The new charges are reported to involve a name change on his birth certificate, which was changed after his mother remarried.
"The pastor's wife says the new charges are merely an attempt to disguise the fact that he is a victim of religious persecution," a spokesperson for CSW said. "She and others familiar with the case point to the fact that he and the family received threats and warnings to curtail their religious activities from government officials for months prior to his detention. A number of other leaders and members of their religious group have also received threats and been harassed by the authorities.
"Since Raul Castro took power in early 2008, there has been an increase in reported violations of religious liberty. Another pastor and denominational leader, the Rev. Roberto Rodriguez, of Placetas, Cuba has also been the subject of legal proceedings against him and members of his family."
The Rev. Stuart Windsor, national director of Christian Solidarity Worldwide, called on Cuban authorities to release Pérez immediately, while also challenging the government to stand by the International Covenant on Civil and Political Rights, which it signed last year. The document guarantees the right to religious freedom for all groups."
"The imprisonment of Pastor Gude Pérez is a clear case of religious persecution and is part of a larger crackdown on religious groups in Cuba," Windsor said.
Independent self-governing non-denominational churches, which operate outside of the traditional, officially recognized denominations, are often perceived as a threat by the government.
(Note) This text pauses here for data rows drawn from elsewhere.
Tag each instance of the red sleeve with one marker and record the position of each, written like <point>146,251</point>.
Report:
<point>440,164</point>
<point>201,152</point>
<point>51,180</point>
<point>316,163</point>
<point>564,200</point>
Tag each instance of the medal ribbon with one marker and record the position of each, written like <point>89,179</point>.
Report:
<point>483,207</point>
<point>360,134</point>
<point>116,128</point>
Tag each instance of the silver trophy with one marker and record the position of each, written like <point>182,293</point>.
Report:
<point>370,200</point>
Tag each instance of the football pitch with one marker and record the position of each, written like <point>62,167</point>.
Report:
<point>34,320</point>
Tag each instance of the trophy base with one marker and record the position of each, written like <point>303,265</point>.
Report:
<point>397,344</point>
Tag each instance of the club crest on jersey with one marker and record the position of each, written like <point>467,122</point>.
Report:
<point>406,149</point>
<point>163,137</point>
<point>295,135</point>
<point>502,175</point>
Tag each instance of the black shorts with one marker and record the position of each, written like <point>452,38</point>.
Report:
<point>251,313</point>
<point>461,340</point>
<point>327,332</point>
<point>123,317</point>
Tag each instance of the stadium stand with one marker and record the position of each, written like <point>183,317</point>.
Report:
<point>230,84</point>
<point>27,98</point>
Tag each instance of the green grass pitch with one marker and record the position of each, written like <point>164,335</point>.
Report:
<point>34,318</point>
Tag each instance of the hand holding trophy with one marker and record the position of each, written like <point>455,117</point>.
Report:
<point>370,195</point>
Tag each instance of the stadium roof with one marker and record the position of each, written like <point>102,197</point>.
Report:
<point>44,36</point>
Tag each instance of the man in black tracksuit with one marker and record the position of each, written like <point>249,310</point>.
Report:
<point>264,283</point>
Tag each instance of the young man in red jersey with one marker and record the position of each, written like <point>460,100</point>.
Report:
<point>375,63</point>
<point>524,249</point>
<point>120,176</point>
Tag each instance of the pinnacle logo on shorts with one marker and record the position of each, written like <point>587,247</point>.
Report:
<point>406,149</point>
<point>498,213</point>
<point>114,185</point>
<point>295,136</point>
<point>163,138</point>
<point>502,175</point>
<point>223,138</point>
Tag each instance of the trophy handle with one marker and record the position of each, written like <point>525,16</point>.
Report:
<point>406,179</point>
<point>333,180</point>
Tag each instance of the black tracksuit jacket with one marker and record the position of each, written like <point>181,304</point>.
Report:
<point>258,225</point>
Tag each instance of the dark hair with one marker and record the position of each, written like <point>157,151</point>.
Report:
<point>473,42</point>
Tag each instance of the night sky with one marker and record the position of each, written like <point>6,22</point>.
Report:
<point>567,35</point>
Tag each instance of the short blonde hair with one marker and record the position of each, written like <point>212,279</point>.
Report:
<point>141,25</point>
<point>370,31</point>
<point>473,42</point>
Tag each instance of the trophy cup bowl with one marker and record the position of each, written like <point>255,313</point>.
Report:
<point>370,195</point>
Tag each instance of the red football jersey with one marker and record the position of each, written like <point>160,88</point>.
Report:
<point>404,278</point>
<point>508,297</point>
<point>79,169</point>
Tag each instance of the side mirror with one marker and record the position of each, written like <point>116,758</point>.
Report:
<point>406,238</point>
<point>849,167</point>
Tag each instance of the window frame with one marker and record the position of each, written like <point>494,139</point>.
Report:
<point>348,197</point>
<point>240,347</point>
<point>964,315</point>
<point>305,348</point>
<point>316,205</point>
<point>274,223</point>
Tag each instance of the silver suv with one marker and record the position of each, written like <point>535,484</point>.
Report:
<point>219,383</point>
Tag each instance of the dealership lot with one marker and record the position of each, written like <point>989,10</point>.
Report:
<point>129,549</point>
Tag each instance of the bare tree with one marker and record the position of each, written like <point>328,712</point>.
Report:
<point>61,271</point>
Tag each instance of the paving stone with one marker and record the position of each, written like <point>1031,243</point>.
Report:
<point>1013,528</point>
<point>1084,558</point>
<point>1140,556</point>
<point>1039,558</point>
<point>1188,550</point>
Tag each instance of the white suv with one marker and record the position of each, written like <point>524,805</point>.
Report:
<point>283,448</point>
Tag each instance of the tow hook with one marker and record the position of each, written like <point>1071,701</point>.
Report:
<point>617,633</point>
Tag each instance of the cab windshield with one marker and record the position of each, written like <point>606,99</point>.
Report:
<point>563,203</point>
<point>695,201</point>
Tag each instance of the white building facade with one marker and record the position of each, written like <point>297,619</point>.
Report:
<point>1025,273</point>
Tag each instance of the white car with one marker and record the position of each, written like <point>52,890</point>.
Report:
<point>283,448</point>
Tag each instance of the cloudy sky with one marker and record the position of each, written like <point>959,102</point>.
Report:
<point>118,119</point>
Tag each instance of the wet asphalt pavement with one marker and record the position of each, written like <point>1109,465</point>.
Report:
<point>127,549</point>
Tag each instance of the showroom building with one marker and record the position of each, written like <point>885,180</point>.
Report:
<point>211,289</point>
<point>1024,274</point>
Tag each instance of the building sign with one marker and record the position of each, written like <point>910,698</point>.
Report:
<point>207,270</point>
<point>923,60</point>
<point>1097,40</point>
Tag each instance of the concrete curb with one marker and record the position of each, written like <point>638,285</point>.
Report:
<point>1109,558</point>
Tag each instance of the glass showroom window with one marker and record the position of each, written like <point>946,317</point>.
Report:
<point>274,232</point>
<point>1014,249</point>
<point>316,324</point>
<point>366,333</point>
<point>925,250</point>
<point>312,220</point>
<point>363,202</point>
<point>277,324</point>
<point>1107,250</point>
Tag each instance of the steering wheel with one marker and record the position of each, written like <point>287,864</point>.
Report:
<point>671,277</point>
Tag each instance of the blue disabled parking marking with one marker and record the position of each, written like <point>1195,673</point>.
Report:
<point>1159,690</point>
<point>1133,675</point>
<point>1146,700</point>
The lack of association, CSW officials said, makes groups like the Apostolic Reformation particularly vulnerable to harassment. Church leaders have reported that their phones are tapped, leaders are watched and threatened, and many church members have been threatened with loss of employment if they do not leave these churches.
Prior to his imprisonment, Pérez and his wife, Kenia, were working with another couple to start a small Bible school. Since his arrest, his wife has been allowed to see Pérez only every 21st day.